Direita e esquerda, Jair Bolsonaro e Turma da Mônica, sionistas e cristãos radicais, Olavo de Carvalho e Ayrton Senna. É difícil encontrar quem escape do escrutínio de Ricardo Coimbra em "Desabamento Ornamental", coletânea de trabalhos publicados pelo cartunista nos últimos dez anos —muitos deles originalmente publicados na Folha, onde colabora desde 2017.

Mas o livro, que chega nesta sexta-feira pela Z Edições após uma bem-sucedida campanha de financiamento coletivo, é para o artista mineiro menos uma celebração da sua trajetória que um expurgo, uma espécie de lápide de um outro Coimbra.

ilustração de homem, cadeira e mesa caindo enquanto papéis em branco esvoaçam pelo ar
Ilustração do cartunista Ricardo Coimbra para a capa de seu novo livro 'Desabamento Ornamental', que reúne sua produção desde 2014 - Ricardo Coimbra/Divulgação

"Hoje o humor perdeu um pouco daquele romantismo de uma linguagem contra o poder. Ele foi apropriado pelas estruturas de autoritarismo, hoje você tem o ditador engraçadinho, o juiz, o publicitário, o jornalista engraçadinho. Tudo isso está embaralhado nesse material que foi doloroso de revisitar", diz o cartunista, que publicou também "Vida de Prástico" na mesma linha, em 2014, com cartuns desde 2009.

Pelas quase 200 páginas, num preto e branco cinzento que reforça a amargura e a autoderrisão, se desfolham registros do intenso agora, das manifestações de 2013 à pandemia, de retratos do furor despertado pela política na última década a críticas à precarização do trabalho e à virulência das redes sociais.

"Sou de uma geração de transição entre o analógico e o digital, e sempre prezei pela conversa com a pauta jornalística", afirma o cartunista. "Nesse livro, há muito da minha desorientação como cartunista e brasileiro. As pessoas acham que quem está nessa posição tem algum tipo de clarividência. Não é o meu caso. Há momentos bem embaraçosos."

Não que sejam menos atuais as piadas com a "esquerda festiva que se leva muito a sério", com a linguagem neutra em um "Natal desconstruídx" ou com a "badalhoca", uma onda de protestos que mergulha o Brasil em fezes e sangue.

Nessa empreitada, porém, Coimbra reconhece ter menos certezas sobre a liberdade de expressão. Se nesse meio-tempo ele acreditava que a esquerda havia entregado esta pauta no colo da direita, hoje reconhece matizes na discussão.

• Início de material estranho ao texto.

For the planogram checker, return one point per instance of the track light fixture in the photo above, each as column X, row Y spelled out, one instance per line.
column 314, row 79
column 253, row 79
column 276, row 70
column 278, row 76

Retrato do quadrinista Ricardo Coimbra
O cartunista Ricardo Coimbra - João Saenger

"Essa questão se recolocou a partir da ascensão da extrema direita e da chamada guerra cultural", diz. "Temos de ficar atentos não só como ela é praticada, mas manipulada por quem quer fazer uma piada racista ou misógina. No fim das contas, como eu escrevo numa tirinha, ninguém gosta da liberdade de expressão."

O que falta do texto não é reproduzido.